If we had Matthew's words only, we should suppose that none but the eleven were present on this occasion. But it is obviously the same incident to which Paul refers when he speaks of the appearance to 'five hundred brethren at once.' These were the Galilean disciples who had been faithful in the days of His lowliness, and were thus now assembled to hear His proclamation of exaltation. Apparently the meeting had been arranged beforehand. They came without Him to 'the mountain where Jesus had appointed.' Probably it was the same spot on which the so-called Sermon on the Mount, the first proclamation of the King, had been delivered, and it was naturally chosen to be the scene of a yet more exalted proclamation. A thousand tender memories and associations clustered round the spot. So we have to think of the five hundred gathered in eager expectancy; and we notice how unlike the manner of His coming is to that of the former manifestations. Then, suddenly, He became visibly present where a moment before He had been unseen. But now He gradually approaches, for the doubting and the worshipping took place 'when they saw Him,' and before 'He came to them.' I suppose we may conceive of Him as coming down the hill and drawing near to them, and then, when He stands above them, and yet close to them—else the five hundred could not have seen Him 'at once'—doubts vanish; and they listen with silent awe and love. The words are majestic; all is regal. There is no veiled personality now, as there had been to Mary, and to the two on the road to Emmaus. There is no greeting now, as there had been in the upper chamber; no affording of a demonstration of the reality of His appearance, as there had been to Thomas and to the others. He stands amongst them as the King, and the music of His words, deep as the roll of thunder, and sweet as harpers harping with their harps, makes all comment or paraphrase sound thin and poor. But yet so many great and precious lessons are hived in the words that we must reverently ponder them. The material is so abundant that I can but touch it in the slightest possible fashion. This great utterance of our Lord's falls into three parts: a great claim, a great commission, a great promise.

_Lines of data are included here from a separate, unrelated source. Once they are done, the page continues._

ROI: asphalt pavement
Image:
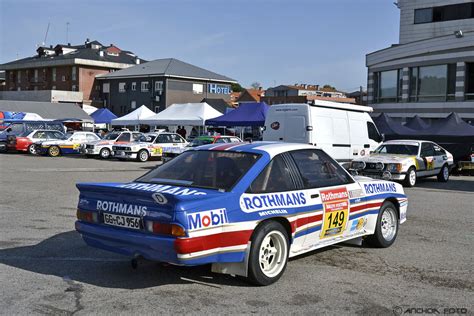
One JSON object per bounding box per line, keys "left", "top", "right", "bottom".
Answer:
{"left": 0, "top": 153, "right": 473, "bottom": 315}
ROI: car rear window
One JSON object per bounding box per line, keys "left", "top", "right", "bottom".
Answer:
{"left": 137, "top": 150, "right": 260, "bottom": 191}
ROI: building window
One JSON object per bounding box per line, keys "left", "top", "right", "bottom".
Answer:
{"left": 119, "top": 82, "right": 126, "bottom": 93}
{"left": 95, "top": 84, "right": 100, "bottom": 91}
{"left": 409, "top": 64, "right": 456, "bottom": 102}
{"left": 141, "top": 81, "right": 149, "bottom": 92}
{"left": 52, "top": 68, "right": 56, "bottom": 81}
{"left": 62, "top": 75, "right": 66, "bottom": 82}
{"left": 103, "top": 83, "right": 110, "bottom": 93}
{"left": 466, "top": 63, "right": 474, "bottom": 100}
{"left": 154, "top": 106, "right": 160, "bottom": 113}
{"left": 17, "top": 70, "right": 21, "bottom": 83}
{"left": 72, "top": 66, "right": 77, "bottom": 81}
{"left": 34, "top": 69, "right": 38, "bottom": 82}
{"left": 131, "top": 100, "right": 136, "bottom": 109}
{"left": 375, "top": 69, "right": 400, "bottom": 103}
{"left": 72, "top": 84, "right": 77, "bottom": 91}
{"left": 131, "top": 82, "right": 136, "bottom": 91}
{"left": 52, "top": 85, "right": 56, "bottom": 90}
{"left": 192, "top": 83, "right": 203, "bottom": 94}
{"left": 155, "top": 81, "right": 163, "bottom": 92}
{"left": 414, "top": 3, "right": 474, "bottom": 24}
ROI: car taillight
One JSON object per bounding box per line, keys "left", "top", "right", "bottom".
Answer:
{"left": 77, "top": 209, "right": 98, "bottom": 223}
{"left": 146, "top": 221, "right": 186, "bottom": 237}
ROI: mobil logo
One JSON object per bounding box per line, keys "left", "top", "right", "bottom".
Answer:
{"left": 187, "top": 208, "right": 228, "bottom": 230}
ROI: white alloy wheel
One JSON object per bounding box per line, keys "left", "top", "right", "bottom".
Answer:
{"left": 380, "top": 206, "right": 397, "bottom": 242}
{"left": 258, "top": 230, "right": 288, "bottom": 278}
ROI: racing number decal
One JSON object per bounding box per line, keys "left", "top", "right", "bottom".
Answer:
{"left": 320, "top": 187, "right": 349, "bottom": 239}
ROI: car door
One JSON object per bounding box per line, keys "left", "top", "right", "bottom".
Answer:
{"left": 288, "top": 149, "right": 361, "bottom": 249}
{"left": 419, "top": 142, "right": 437, "bottom": 176}
{"left": 432, "top": 144, "right": 449, "bottom": 171}
{"left": 32, "top": 131, "right": 48, "bottom": 142}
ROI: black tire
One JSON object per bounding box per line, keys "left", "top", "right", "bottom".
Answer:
{"left": 137, "top": 149, "right": 149, "bottom": 162}
{"left": 402, "top": 167, "right": 416, "bottom": 187}
{"left": 48, "top": 145, "right": 61, "bottom": 157}
{"left": 28, "top": 144, "right": 37, "bottom": 155}
{"left": 99, "top": 148, "right": 111, "bottom": 159}
{"left": 247, "top": 221, "right": 289, "bottom": 286}
{"left": 437, "top": 164, "right": 449, "bottom": 182}
{"left": 365, "top": 201, "right": 398, "bottom": 248}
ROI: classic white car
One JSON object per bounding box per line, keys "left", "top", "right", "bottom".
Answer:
{"left": 82, "top": 131, "right": 143, "bottom": 159}
{"left": 37, "top": 132, "right": 101, "bottom": 157}
{"left": 350, "top": 140, "right": 454, "bottom": 187}
{"left": 112, "top": 132, "right": 188, "bottom": 162}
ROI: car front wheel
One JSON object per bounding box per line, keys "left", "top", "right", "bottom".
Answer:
{"left": 100, "top": 148, "right": 111, "bottom": 159}
{"left": 48, "top": 146, "right": 61, "bottom": 157}
{"left": 28, "top": 144, "right": 37, "bottom": 155}
{"left": 137, "top": 150, "right": 149, "bottom": 162}
{"left": 437, "top": 164, "right": 449, "bottom": 182}
{"left": 247, "top": 221, "right": 289, "bottom": 286}
{"left": 366, "top": 201, "right": 398, "bottom": 248}
{"left": 403, "top": 167, "right": 416, "bottom": 187}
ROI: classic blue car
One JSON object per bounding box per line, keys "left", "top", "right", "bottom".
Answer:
{"left": 75, "top": 142, "right": 408, "bottom": 285}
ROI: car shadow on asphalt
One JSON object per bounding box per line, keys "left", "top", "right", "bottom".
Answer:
{"left": 0, "top": 231, "right": 250, "bottom": 289}
{"left": 414, "top": 177, "right": 474, "bottom": 193}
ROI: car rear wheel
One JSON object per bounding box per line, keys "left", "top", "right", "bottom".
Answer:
{"left": 100, "top": 148, "right": 111, "bottom": 159}
{"left": 437, "top": 164, "right": 449, "bottom": 182}
{"left": 48, "top": 146, "right": 61, "bottom": 157}
{"left": 247, "top": 221, "right": 289, "bottom": 286}
{"left": 403, "top": 167, "right": 416, "bottom": 187}
{"left": 28, "top": 144, "right": 37, "bottom": 155}
{"left": 366, "top": 201, "right": 398, "bottom": 248}
{"left": 137, "top": 149, "right": 149, "bottom": 162}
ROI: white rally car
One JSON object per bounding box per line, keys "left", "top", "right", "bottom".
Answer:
{"left": 350, "top": 140, "right": 454, "bottom": 187}
{"left": 112, "top": 132, "right": 188, "bottom": 162}
{"left": 76, "top": 142, "right": 408, "bottom": 285}
{"left": 82, "top": 131, "right": 143, "bottom": 159}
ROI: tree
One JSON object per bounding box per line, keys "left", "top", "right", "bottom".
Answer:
{"left": 322, "top": 84, "right": 337, "bottom": 91}
{"left": 250, "top": 82, "right": 262, "bottom": 90}
{"left": 231, "top": 82, "right": 243, "bottom": 92}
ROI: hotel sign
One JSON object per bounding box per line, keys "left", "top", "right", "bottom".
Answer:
{"left": 208, "top": 83, "right": 231, "bottom": 95}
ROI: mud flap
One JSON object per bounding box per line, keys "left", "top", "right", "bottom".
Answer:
{"left": 211, "top": 241, "right": 251, "bottom": 277}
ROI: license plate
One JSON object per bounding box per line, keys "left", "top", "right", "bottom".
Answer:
{"left": 103, "top": 213, "right": 141, "bottom": 230}
{"left": 87, "top": 149, "right": 94, "bottom": 153}
{"left": 116, "top": 151, "right": 125, "bottom": 156}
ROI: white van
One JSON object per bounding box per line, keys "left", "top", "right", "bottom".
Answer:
{"left": 263, "top": 101, "right": 383, "bottom": 164}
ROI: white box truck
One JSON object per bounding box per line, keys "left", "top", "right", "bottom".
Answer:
{"left": 263, "top": 101, "right": 383, "bottom": 164}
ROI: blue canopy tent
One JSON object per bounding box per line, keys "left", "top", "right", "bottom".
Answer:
{"left": 90, "top": 108, "right": 117, "bottom": 124}
{"left": 205, "top": 102, "right": 269, "bottom": 126}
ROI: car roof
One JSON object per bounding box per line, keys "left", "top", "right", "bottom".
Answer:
{"left": 193, "top": 141, "right": 316, "bottom": 158}
{"left": 383, "top": 140, "right": 422, "bottom": 146}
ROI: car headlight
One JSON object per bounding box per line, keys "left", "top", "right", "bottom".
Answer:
{"left": 351, "top": 161, "right": 366, "bottom": 170}
{"left": 386, "top": 163, "right": 402, "bottom": 173}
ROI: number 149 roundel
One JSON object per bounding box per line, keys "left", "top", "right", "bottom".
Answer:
{"left": 75, "top": 142, "right": 408, "bottom": 286}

I. There is a Great Claim.

'All power is given unto Me in heaven and in earth.' No words can more absolutely express unconditional, unlimited authority and sovereignty. Mark the variety of the gift—'all power'; every kind of force, every kind of dominion is in His hands. Mark the sphere of sovereignty—'in heaven and in earth.' Now, brethren, if we know anything about Jesus Christ, we know that He made this claim. There is no reason, except the unwillingness of some people to admit that claim, for casting any sort of doubt upon these words, or making any distinction in authority between them and the rest of the words of graciousness which the whole world has taken to its heart. But if He said this, what becomes of His right to the veneration of mankind, as the Perfect Example of the self-sacrificing, self-oblivious religious life? It is a mystery that I cannot solve, how any man can keep his reverence for Jesus, and refuse to believe that beneath these tremendous words there lies a solemn and solid reality.